The week count is signified in by a 10-bit (2 or 1,024) number that increases by one increment each week. Since 1,024/52 = 19.69, the week count runs out of increments after 19.69 years and starts again at zero. The week count began on January 5, 1980, so the 19.69 years are up on August 21, 1999. The next rollover of the week count will take place in 2019. Unless manufacturers of GPS units took this rollover into account when they wrote the operating software for their receivers, there's a chance that when the week count resets to zero receivers will be fooled into thinking that it is actually January 6, 1980.

The wrong date has the potential to disrupt the way in which a receiver gathers the satellite almanac, which is a list of the orbital positions of each of the 24 GPS satellites in the constellation. Receivers can store this list in memory and then use it later for acquiring and tracking satellites. Should a receiver have a faulty date due to the rollover, it might look at the date of the almanac and think that it was old data and discard it. In such a case, a receiver might then have a difficult time acquiring satellites and tracking them. In other words, it might stop providing positions. Without a full-blown GPS simulator, it is impossible to say how the rollover issue could affect a GPS receiver. "There appears to be sufficient information in the GPS signal to allow accurate navigation even at the moment of rollover," said Joe Gwinn, a principal engineer at Raytheon's E-systems division who works on U.S. Navy shipboard electronics systems. "However, unless the receiver firmware programmers were intent on ensuring that their code would operate both through and after rollovers, the code may well fail. More specifically, if the original acceptance tests did not directly address the issue, it is fairly likely that the firmware will stumble at rollover, and beyond. Even if accuracy of navigation is unaffected, seeing the date off by 20 years is likely to destroy people's confidence in the navigational data provided by GPS and, thus, in GPS itself."

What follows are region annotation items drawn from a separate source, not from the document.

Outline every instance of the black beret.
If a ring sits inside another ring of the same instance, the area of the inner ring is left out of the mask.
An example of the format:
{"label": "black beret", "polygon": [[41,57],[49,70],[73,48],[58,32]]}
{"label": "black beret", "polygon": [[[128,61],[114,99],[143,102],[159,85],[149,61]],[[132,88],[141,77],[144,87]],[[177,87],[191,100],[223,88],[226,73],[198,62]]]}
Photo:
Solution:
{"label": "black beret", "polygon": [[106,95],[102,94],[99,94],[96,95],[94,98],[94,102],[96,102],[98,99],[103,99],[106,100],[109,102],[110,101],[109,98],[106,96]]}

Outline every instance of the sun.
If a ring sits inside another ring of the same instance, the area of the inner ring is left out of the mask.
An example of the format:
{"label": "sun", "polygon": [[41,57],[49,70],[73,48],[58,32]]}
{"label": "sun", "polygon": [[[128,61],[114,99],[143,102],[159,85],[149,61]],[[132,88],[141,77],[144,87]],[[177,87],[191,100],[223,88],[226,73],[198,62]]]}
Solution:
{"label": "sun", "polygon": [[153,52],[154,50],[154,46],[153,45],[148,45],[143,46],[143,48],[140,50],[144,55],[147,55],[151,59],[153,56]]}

How this will affect you with your particular GPS unit will depend on what brand and model of receiver you have. According to John Howie at Leica, some Leica and Magnavox (Leica bought Magnavox's GPS division in 1995) units will need to be updated. "It will require a software update," said John Howie, manager for marine products. "Users can send their units to us or bring them to a marine dealer for the change."

Other manufacturers may still be assessing their product line to determine which of their units will be affected. Raytheon is reportedly looking at its current and former product line. "We are alert to the fact that we have to check the software and the products in the field," said Jack Trommer, manager of design integration at Raytheon.

One manufacturer, Trimble Navigation, has tested its three models of basic GPS sensors (the sensor is the receiver "engine" around which a GPS set is built). "From the sensor point of view, we're in pretty good shape," said Ralph Eschenbach, chief technology officer at Trimble. "We've tested all of the sensors and they all will handle the rollover." According to Eschenbach, a bigger question is how the rollover will affect the types of products in which the sensors are used. "You get into the question of how it will handle the display and how it will handle communication with the user. There may be a point after the rollover when a receiver doesn't gather the almanac properly. The worst thing that would happen is that you'd have to reset the receiver."

Some GPS receiver makers are saying that all of their products have the needed software to handle the rollover. "We recognized the issue way back when we first started designing receivers in 1989," said Cliff Pemble, software engineering manager at Garmin. "We designed our equipment to handle the rollover." Similarly, Norm Cantin, engineering manager at Northstar, said, "It takes a little more software to deal with the rollover. But it was something in the spec. that we took into account."

So, while you should contact the manufacturer of your receiver to check on how it will handle the rollover, it seems that many GPS units will be able to take in stride the resetting of the week count.